Earlier this year the federal government released a historic data set detailing employee diversity at more than 19,000 of its contractors, but Tesla was not among them.

A Tesla Model S sedan is plugged into a Tesla Supercharger electrical vehicle charging station in Falls Church, Virginia on Feb. 13, 2023.

Tesla’s EEO-1 was filed Tuesday in Illinois, which now requires that private businesses with more than 100 employees produce the report.

The release of Tesla’s EEO-1 report comes after years of pressure from investors.

In 2021, a shareholder resolution calling on Tesla to release its EEO-1 report won the support of a majority of investors. Tesla, which opposed the measure, declined to make it public.

In stating its opposition, Tesla said it already produces a diversity report that outlines its programs and goals.

“Tesla and the board are proud of the strides made so far,” the company told shareholders at the time.

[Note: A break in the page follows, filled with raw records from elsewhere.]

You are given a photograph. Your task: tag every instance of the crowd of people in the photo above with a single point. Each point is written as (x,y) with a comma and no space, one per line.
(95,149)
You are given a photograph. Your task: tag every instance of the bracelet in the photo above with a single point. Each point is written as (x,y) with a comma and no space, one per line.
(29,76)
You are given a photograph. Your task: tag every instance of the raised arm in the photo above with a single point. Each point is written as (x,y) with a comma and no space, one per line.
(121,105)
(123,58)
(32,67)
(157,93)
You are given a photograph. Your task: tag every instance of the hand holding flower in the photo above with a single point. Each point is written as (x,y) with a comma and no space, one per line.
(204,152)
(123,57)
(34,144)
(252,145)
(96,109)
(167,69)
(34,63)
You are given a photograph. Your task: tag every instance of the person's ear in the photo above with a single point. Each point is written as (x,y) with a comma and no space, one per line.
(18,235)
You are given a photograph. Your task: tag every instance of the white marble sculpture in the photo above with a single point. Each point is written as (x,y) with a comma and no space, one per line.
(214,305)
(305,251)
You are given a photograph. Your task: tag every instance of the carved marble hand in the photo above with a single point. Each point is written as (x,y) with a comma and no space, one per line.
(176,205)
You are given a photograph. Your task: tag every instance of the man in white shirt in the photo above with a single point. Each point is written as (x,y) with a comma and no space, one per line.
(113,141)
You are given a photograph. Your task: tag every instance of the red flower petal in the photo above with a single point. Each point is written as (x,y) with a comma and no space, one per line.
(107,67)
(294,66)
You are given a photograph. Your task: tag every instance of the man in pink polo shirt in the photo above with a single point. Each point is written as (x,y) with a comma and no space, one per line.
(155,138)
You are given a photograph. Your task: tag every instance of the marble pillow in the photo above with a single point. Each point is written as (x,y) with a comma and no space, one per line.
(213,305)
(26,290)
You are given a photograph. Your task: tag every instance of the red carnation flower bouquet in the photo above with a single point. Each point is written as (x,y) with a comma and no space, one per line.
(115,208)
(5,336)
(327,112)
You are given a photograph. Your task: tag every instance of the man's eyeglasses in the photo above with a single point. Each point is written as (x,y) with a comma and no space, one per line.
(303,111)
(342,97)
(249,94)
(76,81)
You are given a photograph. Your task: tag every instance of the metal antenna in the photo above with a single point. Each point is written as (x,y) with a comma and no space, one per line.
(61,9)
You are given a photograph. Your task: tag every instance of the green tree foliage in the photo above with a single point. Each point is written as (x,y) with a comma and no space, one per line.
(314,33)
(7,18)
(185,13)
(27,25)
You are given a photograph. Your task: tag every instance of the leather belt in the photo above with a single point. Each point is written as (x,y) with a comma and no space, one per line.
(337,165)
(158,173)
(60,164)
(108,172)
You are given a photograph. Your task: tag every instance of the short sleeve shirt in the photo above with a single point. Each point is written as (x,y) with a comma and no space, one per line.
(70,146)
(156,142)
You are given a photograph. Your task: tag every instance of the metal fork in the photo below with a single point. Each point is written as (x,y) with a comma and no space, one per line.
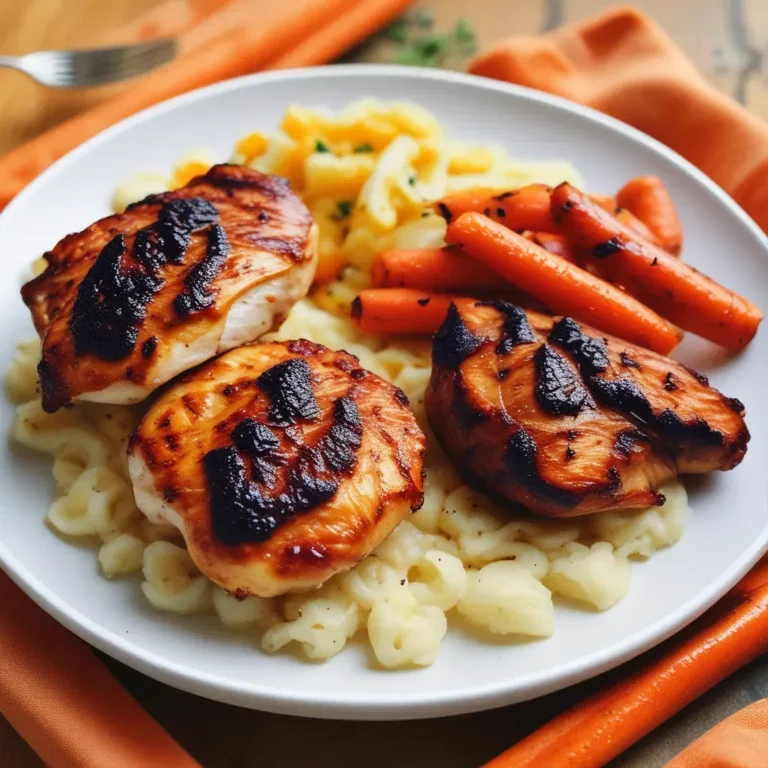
(95,66)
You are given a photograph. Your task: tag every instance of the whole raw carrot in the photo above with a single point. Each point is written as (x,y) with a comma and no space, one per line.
(397,311)
(674,289)
(518,209)
(648,199)
(597,730)
(431,269)
(565,288)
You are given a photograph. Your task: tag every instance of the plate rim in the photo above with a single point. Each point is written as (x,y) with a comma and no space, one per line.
(360,706)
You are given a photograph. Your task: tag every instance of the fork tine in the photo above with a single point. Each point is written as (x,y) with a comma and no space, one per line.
(101,65)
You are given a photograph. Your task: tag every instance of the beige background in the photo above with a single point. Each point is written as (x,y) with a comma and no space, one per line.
(728,40)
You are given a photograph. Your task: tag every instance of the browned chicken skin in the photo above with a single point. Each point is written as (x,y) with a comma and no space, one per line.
(566,421)
(280,463)
(138,297)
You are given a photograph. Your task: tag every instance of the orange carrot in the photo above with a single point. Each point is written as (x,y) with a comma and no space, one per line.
(648,199)
(553,243)
(676,290)
(606,202)
(431,269)
(396,311)
(226,45)
(754,579)
(562,286)
(518,209)
(595,731)
(626,217)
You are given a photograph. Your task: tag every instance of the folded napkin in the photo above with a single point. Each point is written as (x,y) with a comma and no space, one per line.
(218,39)
(740,741)
(625,65)
(65,703)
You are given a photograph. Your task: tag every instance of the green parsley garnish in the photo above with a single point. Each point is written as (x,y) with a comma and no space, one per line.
(417,45)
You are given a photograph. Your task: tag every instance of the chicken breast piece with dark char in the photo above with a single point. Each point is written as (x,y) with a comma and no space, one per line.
(138,297)
(281,464)
(566,421)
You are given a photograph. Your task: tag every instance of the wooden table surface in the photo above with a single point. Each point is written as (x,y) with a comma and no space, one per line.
(728,40)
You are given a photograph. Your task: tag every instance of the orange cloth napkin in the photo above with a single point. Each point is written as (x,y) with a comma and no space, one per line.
(218,39)
(53,689)
(740,741)
(65,703)
(624,64)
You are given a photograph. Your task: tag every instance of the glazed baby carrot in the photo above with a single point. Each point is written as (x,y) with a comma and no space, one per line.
(432,269)
(562,286)
(648,199)
(553,243)
(604,201)
(518,209)
(626,217)
(597,730)
(396,311)
(676,290)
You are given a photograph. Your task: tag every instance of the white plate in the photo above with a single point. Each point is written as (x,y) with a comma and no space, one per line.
(729,526)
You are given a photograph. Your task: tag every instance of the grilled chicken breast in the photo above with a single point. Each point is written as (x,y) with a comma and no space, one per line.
(281,464)
(138,297)
(565,421)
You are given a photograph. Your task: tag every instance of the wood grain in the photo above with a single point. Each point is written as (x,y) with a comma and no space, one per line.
(728,40)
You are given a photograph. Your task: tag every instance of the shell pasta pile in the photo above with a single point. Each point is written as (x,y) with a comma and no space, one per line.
(367,174)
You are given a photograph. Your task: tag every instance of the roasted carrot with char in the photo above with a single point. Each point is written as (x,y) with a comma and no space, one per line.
(676,290)
(594,732)
(556,244)
(564,287)
(432,269)
(399,311)
(626,217)
(606,202)
(518,209)
(649,200)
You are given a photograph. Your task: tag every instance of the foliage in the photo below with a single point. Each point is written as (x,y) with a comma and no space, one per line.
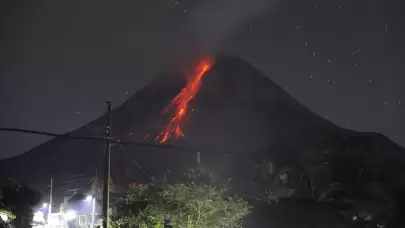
(182,205)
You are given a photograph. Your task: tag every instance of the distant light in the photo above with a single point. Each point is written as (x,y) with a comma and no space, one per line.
(70,215)
(4,217)
(38,217)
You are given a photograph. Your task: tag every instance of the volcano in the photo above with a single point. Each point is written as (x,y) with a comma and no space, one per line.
(238,117)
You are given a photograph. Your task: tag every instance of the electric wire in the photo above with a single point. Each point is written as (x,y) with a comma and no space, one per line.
(140,144)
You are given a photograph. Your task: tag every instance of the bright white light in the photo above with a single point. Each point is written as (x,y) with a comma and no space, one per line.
(70,215)
(4,217)
(38,217)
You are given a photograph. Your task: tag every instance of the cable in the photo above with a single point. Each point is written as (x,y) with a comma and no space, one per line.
(133,160)
(141,144)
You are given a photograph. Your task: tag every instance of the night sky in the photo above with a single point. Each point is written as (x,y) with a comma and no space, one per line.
(60,60)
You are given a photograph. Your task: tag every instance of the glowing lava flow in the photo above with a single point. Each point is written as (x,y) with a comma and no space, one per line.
(180,104)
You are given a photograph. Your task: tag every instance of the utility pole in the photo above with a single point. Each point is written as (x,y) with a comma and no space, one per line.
(50,201)
(93,207)
(107,149)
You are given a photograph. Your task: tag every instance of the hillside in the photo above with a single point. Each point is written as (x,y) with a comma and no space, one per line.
(238,119)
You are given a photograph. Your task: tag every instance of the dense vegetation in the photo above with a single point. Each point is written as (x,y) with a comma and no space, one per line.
(184,204)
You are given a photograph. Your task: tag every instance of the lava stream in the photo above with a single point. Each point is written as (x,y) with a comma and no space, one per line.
(180,104)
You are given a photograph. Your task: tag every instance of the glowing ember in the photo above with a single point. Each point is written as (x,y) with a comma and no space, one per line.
(180,104)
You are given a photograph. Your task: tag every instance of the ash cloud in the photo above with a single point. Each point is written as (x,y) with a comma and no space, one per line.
(214,21)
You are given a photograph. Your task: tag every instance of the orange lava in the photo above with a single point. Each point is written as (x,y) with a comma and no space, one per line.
(180,104)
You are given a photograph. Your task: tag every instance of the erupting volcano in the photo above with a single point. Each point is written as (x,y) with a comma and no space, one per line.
(180,104)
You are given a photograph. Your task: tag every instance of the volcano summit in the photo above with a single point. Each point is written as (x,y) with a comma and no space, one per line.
(237,115)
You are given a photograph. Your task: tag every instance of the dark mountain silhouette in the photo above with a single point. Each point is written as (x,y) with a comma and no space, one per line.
(238,110)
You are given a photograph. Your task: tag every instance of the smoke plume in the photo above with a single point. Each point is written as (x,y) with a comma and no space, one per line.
(216,20)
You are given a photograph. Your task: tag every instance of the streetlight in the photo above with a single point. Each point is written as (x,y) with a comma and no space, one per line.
(89,198)
(93,208)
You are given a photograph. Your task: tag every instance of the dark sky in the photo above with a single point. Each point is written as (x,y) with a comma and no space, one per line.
(60,60)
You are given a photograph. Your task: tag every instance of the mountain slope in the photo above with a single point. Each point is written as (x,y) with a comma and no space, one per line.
(237,110)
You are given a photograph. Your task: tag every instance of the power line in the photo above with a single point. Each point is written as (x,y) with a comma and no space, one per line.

More companies from Apple and Google to Target and Walmart releasing diversity data

As investors press diversity resolutions, the nation’s largest companies have largely capitulated, making public the federal reports that they used to keep under wraps.

USA TODAY analysis of EEO-1 reports for companies in the S&P 100 found that, despite corporate pledges to change after George Floyd’s 2020 murder, racial and gender inequalities persist at every level of the nation’s largest and most powerful companies, creating sharply disparate outcomes for people of color, especially women of color.

(You can search for the Tesla EEO-1 here.)

Tesla has faced claims of tolerating racial slurs and other racist conduct and was sued by a California civil rights agency.

The company disclosed last year that it was under investigation by the EEOC in a matter that “closely parallels” the California case. It has denied wrongdoing.

In April, a jury reduced a $137 million award that a Black former contract worker won two years ago against Tesla for failing to protect him from racial abuse to $3.2 million. Owen Diaz asked for a retrial on damages after a judge said the amount – the most ever for an individual suing for discrimination – was too high.

After the 2021 trial, Tesla’s human resources chief said the company fired two contractors and suspended another in response to Diaz’s complaints.

Tesla has also been sued for sexual harassment at two of its manufacturing plants.